You can see by their ages that these are children who develop scoliosis early in life. This is referred to as early onset scoliosis (EOS). Sometimes the scoliosis is part of another condition such as one of the neuromuscular diseases that can occur. In other cases, the cause is unknown or idiopathic.

Final results from the study showed a mixture of improvements, maintenance, and worsening (loss of spinal length). There were some complications in slightly less than half the group (eight of the 19 children). Implants broke or shifted position, there were a few infections, and a couple lung problems. But there were no neurologic complications (e.g., nerve or spinal cord damage) and that was very good!

Before growing rods were available, children with progressive congenital scoliosis often ended up with fusions that stunted their growth, compressed their lungs, and caused lifelong problems as a result. The results of this study from the Growing Spine Study Group are very encouraging. That's especially good news for the children who could die from poor lung development without surgical treatment.

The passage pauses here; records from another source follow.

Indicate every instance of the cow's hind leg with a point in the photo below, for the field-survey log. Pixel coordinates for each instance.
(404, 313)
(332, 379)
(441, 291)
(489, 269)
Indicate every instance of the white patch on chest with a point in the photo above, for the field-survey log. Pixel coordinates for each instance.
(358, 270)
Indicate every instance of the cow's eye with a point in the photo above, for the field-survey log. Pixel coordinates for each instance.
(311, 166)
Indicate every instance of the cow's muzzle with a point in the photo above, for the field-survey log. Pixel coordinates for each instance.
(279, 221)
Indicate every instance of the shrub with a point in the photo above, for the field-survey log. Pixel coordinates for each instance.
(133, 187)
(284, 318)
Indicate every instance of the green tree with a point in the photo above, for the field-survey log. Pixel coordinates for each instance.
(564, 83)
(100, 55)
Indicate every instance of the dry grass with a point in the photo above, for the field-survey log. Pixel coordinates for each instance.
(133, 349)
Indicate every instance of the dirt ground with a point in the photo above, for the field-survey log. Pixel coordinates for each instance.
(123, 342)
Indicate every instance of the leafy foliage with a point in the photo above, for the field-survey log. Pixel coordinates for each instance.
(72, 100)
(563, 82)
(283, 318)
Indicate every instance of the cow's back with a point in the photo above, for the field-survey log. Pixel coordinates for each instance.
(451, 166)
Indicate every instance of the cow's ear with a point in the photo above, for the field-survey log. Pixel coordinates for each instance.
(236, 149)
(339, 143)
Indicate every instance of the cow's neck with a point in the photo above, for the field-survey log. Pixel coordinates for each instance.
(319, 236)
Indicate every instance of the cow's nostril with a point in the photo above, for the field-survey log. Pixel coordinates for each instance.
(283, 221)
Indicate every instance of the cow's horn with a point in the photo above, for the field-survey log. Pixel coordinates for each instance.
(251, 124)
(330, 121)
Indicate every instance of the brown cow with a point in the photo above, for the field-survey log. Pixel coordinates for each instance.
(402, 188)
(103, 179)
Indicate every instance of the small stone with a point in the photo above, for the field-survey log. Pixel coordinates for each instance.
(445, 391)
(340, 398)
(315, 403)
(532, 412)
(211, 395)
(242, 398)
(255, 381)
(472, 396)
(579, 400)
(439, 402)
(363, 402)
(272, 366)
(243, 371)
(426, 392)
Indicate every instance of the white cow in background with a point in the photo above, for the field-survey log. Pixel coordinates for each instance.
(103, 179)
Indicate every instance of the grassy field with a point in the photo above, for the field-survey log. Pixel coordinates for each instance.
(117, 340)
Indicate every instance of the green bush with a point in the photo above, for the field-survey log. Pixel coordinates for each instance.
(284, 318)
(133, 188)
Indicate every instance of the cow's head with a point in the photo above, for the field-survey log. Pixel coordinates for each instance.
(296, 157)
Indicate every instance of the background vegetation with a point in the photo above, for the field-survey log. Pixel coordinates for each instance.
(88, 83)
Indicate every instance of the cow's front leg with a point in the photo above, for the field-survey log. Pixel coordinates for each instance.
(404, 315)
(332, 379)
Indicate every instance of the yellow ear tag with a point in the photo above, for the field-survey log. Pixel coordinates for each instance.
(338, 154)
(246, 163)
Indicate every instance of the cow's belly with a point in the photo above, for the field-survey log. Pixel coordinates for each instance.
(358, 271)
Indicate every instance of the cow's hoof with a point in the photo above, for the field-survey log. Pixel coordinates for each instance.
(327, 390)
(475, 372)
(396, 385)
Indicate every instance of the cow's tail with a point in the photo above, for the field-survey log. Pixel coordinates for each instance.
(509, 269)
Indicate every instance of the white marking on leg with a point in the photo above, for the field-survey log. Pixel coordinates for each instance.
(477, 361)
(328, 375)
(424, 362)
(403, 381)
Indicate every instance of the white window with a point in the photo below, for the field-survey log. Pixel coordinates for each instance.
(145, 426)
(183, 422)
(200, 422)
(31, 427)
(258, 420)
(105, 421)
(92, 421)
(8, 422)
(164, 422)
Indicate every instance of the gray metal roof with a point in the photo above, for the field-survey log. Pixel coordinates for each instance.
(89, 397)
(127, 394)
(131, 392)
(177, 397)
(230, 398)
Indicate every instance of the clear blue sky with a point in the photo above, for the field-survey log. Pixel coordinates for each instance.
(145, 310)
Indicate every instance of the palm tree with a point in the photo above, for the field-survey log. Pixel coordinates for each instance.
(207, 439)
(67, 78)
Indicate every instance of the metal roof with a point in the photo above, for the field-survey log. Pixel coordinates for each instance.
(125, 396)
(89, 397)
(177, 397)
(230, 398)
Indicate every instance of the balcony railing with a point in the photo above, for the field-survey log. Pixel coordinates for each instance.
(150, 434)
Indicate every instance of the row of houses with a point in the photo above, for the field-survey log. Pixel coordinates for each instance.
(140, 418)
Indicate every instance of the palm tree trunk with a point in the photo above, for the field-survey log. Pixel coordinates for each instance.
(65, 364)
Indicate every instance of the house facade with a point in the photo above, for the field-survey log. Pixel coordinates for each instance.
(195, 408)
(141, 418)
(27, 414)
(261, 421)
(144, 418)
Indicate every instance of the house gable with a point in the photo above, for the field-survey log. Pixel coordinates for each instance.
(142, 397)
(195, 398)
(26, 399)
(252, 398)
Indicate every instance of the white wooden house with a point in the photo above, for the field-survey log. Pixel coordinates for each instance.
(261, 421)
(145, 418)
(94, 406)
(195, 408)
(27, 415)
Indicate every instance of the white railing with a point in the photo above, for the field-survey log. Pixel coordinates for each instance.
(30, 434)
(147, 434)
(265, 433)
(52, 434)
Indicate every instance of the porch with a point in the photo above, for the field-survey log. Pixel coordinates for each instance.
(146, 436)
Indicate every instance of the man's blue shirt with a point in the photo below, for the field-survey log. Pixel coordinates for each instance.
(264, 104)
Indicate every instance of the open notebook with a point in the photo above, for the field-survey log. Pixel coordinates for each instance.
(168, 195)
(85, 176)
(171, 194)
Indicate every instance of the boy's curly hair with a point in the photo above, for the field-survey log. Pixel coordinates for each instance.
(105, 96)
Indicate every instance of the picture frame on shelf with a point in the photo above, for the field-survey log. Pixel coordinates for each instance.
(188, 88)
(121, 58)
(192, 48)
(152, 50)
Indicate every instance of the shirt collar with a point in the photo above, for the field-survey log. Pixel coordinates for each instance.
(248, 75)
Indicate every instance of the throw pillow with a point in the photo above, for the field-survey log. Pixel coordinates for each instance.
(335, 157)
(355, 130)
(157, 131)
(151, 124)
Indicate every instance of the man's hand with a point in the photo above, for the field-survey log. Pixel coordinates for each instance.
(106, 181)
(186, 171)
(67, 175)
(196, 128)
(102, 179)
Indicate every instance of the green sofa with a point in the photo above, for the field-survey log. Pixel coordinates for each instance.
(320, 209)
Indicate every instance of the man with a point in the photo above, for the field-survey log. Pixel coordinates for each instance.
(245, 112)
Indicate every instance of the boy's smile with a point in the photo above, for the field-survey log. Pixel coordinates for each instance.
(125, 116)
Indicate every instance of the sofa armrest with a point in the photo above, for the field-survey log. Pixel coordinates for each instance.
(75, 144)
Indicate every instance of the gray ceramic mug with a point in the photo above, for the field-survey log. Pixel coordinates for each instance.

The growing rods can be used in young children even if they have fused ribs on one or both sides. The risk of serious complications is moderate but as this study showed, there is a low risk of neurologic problems. They found that growth per year for each spinal segment was the same for levels held in place by the growing rods when compared with vertebra that were not stabilized by the rods. The spinal correction was maintained or children had only a small loss of correction.

Reference: Hazeem B. Elsebai, MD, et al. Safety and Efficacy of Growing Rod Technique for Pediatric Congenital Spinal Deformities. In Journal of Orthopaedic Pediatrics. January/February 2011. Vol. 31. No. 1. Pp. 1-5.